Let’s sing! I have seen multiple AI/voice cloned covers of songs on YouTube which made me want to try and create one myself using my own voice. After some research I have decided to use the following GitHub repo as a starting point: voicepaw/so-vits-svc-fork. Following the ending of Season 2 of the Jujutsu Kaisen anime1, I would like to infer the audio of the first opening of that season:
I thought it would also be fun to compare the result of a model trained on regular speech on one hand and trained on singing on the other. We will do so in the following steps:
- Preparing the datasets
- Training the models
- Inferring audio samples
Step 1: Preparing the datasets
Recording my voice
My initial idea was to record my voice using a headset, but after recording some sentences and songs I decided to steer away from the headset and use my mobile phone. The audio sounded muff which would definitely also be heard in any audio that I would mix the voice models with. For the recordings I used my OnePlus Open. At the end of the post I will have listed all the specs when training this model.
For a voice model based on regular speech I used the Harvard Sentences up until the 10th list. I had already done some trial and error on training the model with a local GPU and going past the 10th list would arguably be too much given the scope of this post. The regular speech recording duration is approximately 4 minutes and 25 seconds.
For a voice model based on singing voice I sang the song Count on You from Big Time Rush because it recently popped up in my YouTube feed and I felt like it could capture a decent range of my voice2. The singing voice recording duration is approximately 3 minutes and 13 seconds.
After recording I had connected my phone to my PC and simply copied the .wav
files to the respective working directories.

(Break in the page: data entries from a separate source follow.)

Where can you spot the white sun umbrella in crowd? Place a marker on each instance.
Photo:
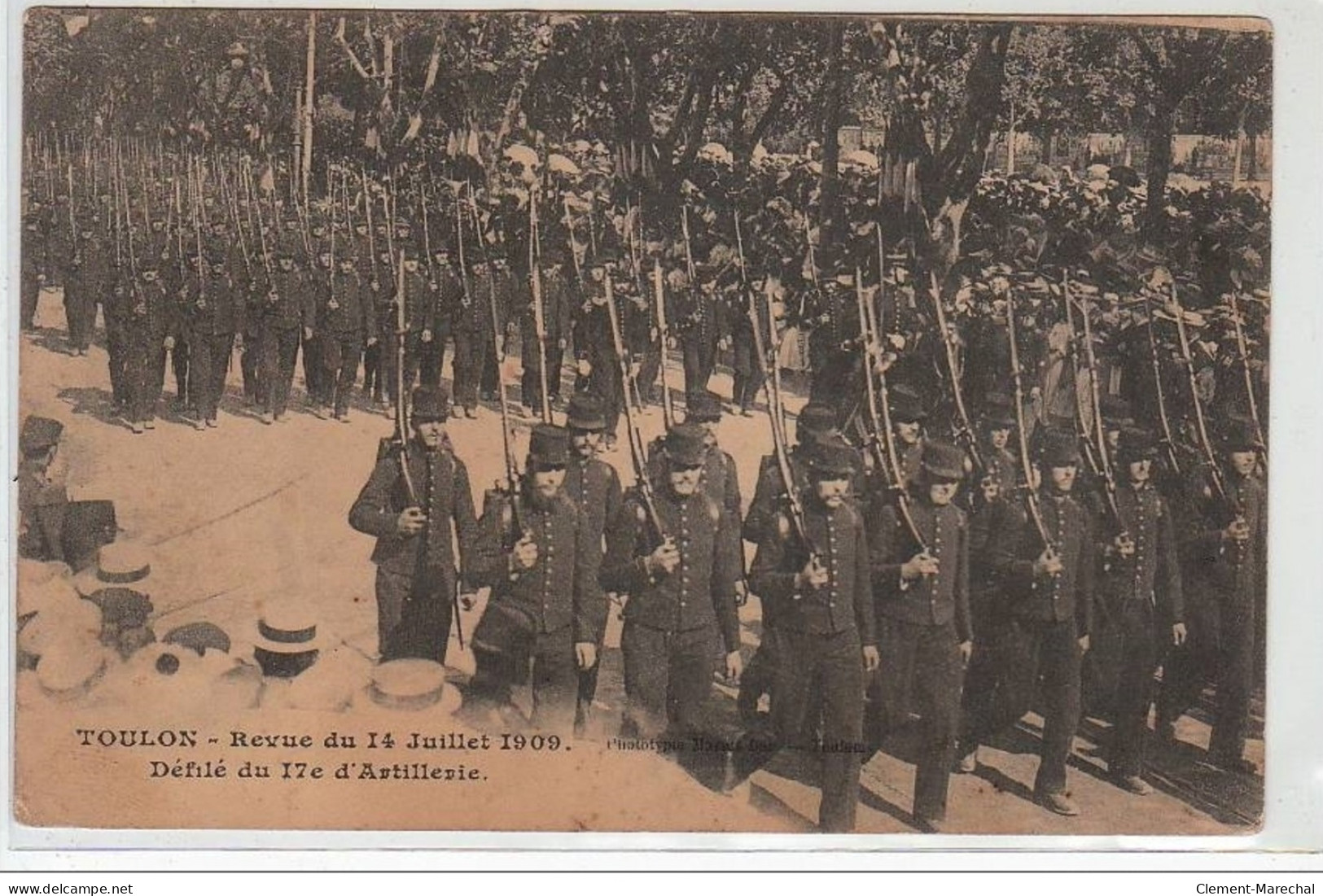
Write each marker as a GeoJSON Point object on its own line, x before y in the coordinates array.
{"type": "Point", "coordinates": [716, 152]}
{"type": "Point", "coordinates": [563, 165]}
{"type": "Point", "coordinates": [861, 159]}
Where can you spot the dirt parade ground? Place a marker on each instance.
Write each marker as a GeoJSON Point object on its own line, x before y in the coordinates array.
{"type": "Point", "coordinates": [248, 512]}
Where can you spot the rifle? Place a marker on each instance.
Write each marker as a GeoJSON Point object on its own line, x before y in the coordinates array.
{"type": "Point", "coordinates": [366, 211]}
{"type": "Point", "coordinates": [1215, 472]}
{"type": "Point", "coordinates": [794, 505]}
{"type": "Point", "coordinates": [1168, 443]}
{"type": "Point", "coordinates": [1249, 377]}
{"type": "Point", "coordinates": [1031, 495]}
{"type": "Point", "coordinates": [1098, 438]}
{"type": "Point", "coordinates": [663, 334]}
{"type": "Point", "coordinates": [966, 430]}
{"type": "Point", "coordinates": [882, 439]}
{"type": "Point", "coordinates": [535, 278]}
{"type": "Point", "coordinates": [656, 531]}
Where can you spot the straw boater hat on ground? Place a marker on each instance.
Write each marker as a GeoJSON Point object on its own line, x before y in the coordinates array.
{"type": "Point", "coordinates": [120, 565]}
{"type": "Point", "coordinates": [67, 675]}
{"type": "Point", "coordinates": [412, 686]}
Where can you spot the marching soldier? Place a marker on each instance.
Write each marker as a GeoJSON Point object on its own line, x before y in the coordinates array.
{"type": "Point", "coordinates": [1225, 546]}
{"type": "Point", "coordinates": [925, 635]}
{"type": "Point", "coordinates": [1049, 595]}
{"type": "Point", "coordinates": [344, 319]}
{"type": "Point", "coordinates": [215, 316]}
{"type": "Point", "coordinates": [419, 324]}
{"type": "Point", "coordinates": [832, 321]}
{"type": "Point", "coordinates": [825, 631]}
{"type": "Point", "coordinates": [419, 506]}
{"type": "Point", "coordinates": [594, 488]}
{"type": "Point", "coordinates": [472, 340]}
{"type": "Point", "coordinates": [448, 292]}
{"type": "Point", "coordinates": [681, 618]}
{"type": "Point", "coordinates": [1141, 590]}
{"type": "Point", "coordinates": [546, 607]}
{"type": "Point", "coordinates": [700, 326]}
{"type": "Point", "coordinates": [150, 328]}
{"type": "Point", "coordinates": [89, 277]}
{"type": "Point", "coordinates": [287, 308]}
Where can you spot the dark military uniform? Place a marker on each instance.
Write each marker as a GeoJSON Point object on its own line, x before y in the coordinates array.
{"type": "Point", "coordinates": [90, 277]}
{"type": "Point", "coordinates": [832, 347]}
{"type": "Point", "coordinates": [921, 625]}
{"type": "Point", "coordinates": [700, 326]}
{"type": "Point", "coordinates": [287, 308]}
{"type": "Point", "coordinates": [419, 317]}
{"type": "Point", "coordinates": [675, 625]}
{"type": "Point", "coordinates": [344, 319]}
{"type": "Point", "coordinates": [557, 603]}
{"type": "Point", "coordinates": [1139, 597]}
{"type": "Point", "coordinates": [417, 575]}
{"type": "Point", "coordinates": [213, 316]}
{"type": "Point", "coordinates": [1048, 618]}
{"type": "Point", "coordinates": [817, 640]}
{"type": "Point", "coordinates": [152, 317]}
{"type": "Point", "coordinates": [472, 343]}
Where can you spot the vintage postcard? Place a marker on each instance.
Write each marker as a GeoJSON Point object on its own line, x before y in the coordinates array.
{"type": "Point", "coordinates": [642, 422]}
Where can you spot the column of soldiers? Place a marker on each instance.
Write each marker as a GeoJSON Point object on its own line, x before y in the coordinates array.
{"type": "Point", "coordinates": [920, 566]}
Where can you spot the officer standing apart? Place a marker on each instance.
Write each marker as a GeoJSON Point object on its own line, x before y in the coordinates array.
{"type": "Point", "coordinates": [681, 616]}
{"type": "Point", "coordinates": [1048, 590]}
{"type": "Point", "coordinates": [419, 506]}
{"type": "Point", "coordinates": [925, 636]}
{"type": "Point", "coordinates": [825, 629]}
{"type": "Point", "coordinates": [545, 607]}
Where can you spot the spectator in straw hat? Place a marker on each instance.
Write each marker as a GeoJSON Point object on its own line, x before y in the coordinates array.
{"type": "Point", "coordinates": [546, 605]}
{"type": "Point", "coordinates": [42, 495]}
{"type": "Point", "coordinates": [419, 506]}
{"type": "Point", "coordinates": [925, 635]}
{"type": "Point", "coordinates": [823, 639]}
{"type": "Point", "coordinates": [412, 686]}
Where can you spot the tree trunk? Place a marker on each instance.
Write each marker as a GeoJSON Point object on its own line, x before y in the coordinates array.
{"type": "Point", "coordinates": [306, 171]}
{"type": "Point", "coordinates": [834, 89]}
{"type": "Point", "coordinates": [1159, 167]}
{"type": "Point", "coordinates": [1010, 143]}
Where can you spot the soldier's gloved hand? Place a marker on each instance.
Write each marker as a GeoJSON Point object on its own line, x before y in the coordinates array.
{"type": "Point", "coordinates": [813, 576]}
{"type": "Point", "coordinates": [410, 521]}
{"type": "Point", "coordinates": [872, 660]}
{"type": "Point", "coordinates": [918, 566]}
{"type": "Point", "coordinates": [524, 557]}
{"type": "Point", "coordinates": [585, 654]}
{"type": "Point", "coordinates": [1238, 530]}
{"type": "Point", "coordinates": [734, 667]}
{"type": "Point", "coordinates": [1048, 563]}
{"type": "Point", "coordinates": [664, 559]}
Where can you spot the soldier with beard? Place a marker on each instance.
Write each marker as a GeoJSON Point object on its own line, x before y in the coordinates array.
{"type": "Point", "coordinates": [825, 639]}
{"type": "Point", "coordinates": [151, 328]}
{"type": "Point", "coordinates": [546, 608]}
{"type": "Point", "coordinates": [287, 307]}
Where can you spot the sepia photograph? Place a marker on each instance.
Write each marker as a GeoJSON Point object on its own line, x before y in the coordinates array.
{"type": "Point", "coordinates": [672, 422]}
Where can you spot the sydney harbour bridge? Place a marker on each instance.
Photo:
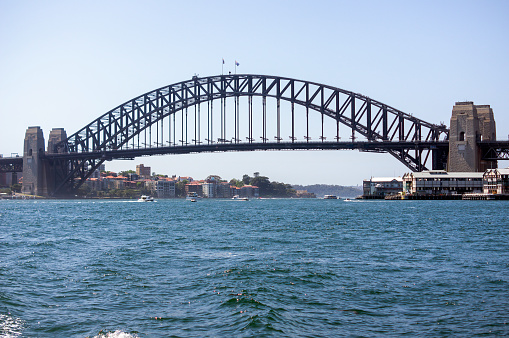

You might wonder: why would you not sing the song that you want to infer for an even better comparison? I could have done that, but that would give me more incentive to actually share the control samples which I really prefer not to.
Cutting and clipping in Audacity
Now that we have two recordings, we have to cut and clip them in samples with a duration no longer than 10 seconds. If we would fail to do so, we will run into out of memory (VRAM of GPU) issues when training the model. I used the open-source software Audacity in which I imported the audio samples and cut them into multiple samples. There are definitely tools out there to perform this exact task online, and one is even included in the code that we will be using. However I found the svc pre-split
command not to give adequate results for my samples, after which I decided to do this manually. When you have much more data than I do, I would recommend looking at automated audio-splitter and segmenters. For perfectionists it is still wise to check the individual samples for optimal training. The following table captures the information of the training data.
Regular Speech | Singing | |
---|---|---|
101 | 27 | |
duration (s) | 1 - 4 | 1 - 10 |
This makes sense: reading sentences sequentially gives more natural pauses which implies more cuts (more samples). It also does not take a long time to read a sentence. On the other hand: a song is much less predictable when it comes to pauses. Therefore it is perfectly valid to have a non-silent segment for (longer than) 10 seconds.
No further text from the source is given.